A federal grand jury in California has indicted two men who may have been responsible for a nationwide “Ring swatting spree” that targeted Ring security cameras, including those in the Chicago area.
According to the indictment, Kya Christian Nelson, a.k.a. “ChumLul,” of Racine, Wisconsin, and James Thomas Andrew McCarty, a.k.a. “Aspertaine,” of Charlotte, North Carolina hacked into dozens of Ring cameras and placed bogus emergency calls to law enforcement so that they could watch the often-armed response.
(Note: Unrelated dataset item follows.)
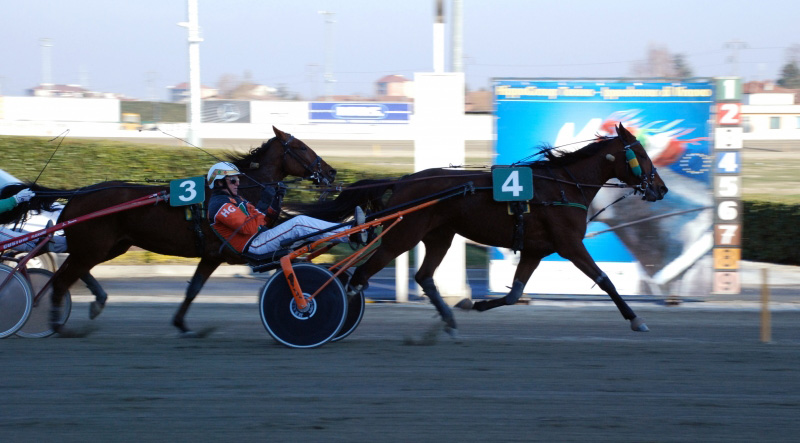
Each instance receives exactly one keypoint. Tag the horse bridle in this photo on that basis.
(315, 167)
(636, 168)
They are also accused of livestreaming the events on social media.
The case, revealed this week by the Justice Department, alleges a particular attack on a home in West Covina, California, where Nelson allegedly accessed a Ring doorbell camera and used it to verbally threaten and taunt West Covina Police officers who responded to the reported incident.
The indictment alleges other similar Ring-related swatting incidents occurred in Flat Rock, Michigan; Redding, California; Billings, Montana; Decatur, Georgia; Chesapeake, Virginia; Rosenberg, Texas; Oxnard, California; Darien, Illinois; Huntsville, Alabama; North Port, Florida; and Katy, Texas.
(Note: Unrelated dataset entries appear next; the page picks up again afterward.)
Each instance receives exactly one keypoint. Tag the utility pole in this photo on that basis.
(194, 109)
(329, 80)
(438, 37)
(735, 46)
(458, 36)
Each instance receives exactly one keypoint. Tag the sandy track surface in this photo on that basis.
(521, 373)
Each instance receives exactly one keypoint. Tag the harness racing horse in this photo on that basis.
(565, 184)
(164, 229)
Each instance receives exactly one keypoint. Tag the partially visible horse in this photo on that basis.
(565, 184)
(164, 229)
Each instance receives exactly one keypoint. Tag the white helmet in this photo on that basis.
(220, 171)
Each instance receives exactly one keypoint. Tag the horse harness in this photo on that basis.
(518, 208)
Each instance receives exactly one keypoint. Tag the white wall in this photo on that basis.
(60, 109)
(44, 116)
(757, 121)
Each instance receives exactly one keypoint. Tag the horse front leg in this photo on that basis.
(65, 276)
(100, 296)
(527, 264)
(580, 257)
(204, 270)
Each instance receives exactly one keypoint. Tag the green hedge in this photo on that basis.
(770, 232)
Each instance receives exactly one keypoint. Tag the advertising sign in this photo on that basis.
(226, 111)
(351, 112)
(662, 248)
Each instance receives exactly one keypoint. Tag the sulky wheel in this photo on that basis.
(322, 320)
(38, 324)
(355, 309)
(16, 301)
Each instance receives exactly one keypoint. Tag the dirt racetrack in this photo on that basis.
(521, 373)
Cyrus Walker of Chicago-based Data Defenders LLC said protecting your home from this kind of hack isn’t hard, but does require addressing not only the cameras, but the internet network that allows them to connect to each other and the outside world.
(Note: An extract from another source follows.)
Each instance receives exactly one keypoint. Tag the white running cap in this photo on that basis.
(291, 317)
“The one thing I recommend is that users make sure their wireless networks are as secure as they can be,” Walker said.
He recommends using strong passwords and setting up wireless routers so that they are not broadcasting their SSID or Service Set Identifier. The SSID acts as a beacon to let others find your network. He also recommends that users have encryption enabled to the highest degree and that they separate the networks into private and guest networks.
Walker also recommends that you change the default security logins and passwords as soon as you bring a new device home.
“The device that you bought, someone else bought also and they have those same default settings. It is extremely important that when you crack the tape on that box, and you plug it up, the very first thing you do is that you change the username and the password on that device so that only you have access to that device at that point,” Walker said.
Recent swatting incidents have prompted the FBI in late 2020 to issue a public service announcement urging users of smart home devices with cameras and voice capabilities to use complex, unique passwords and enable two-factor authentication to help protect against swatting attacks.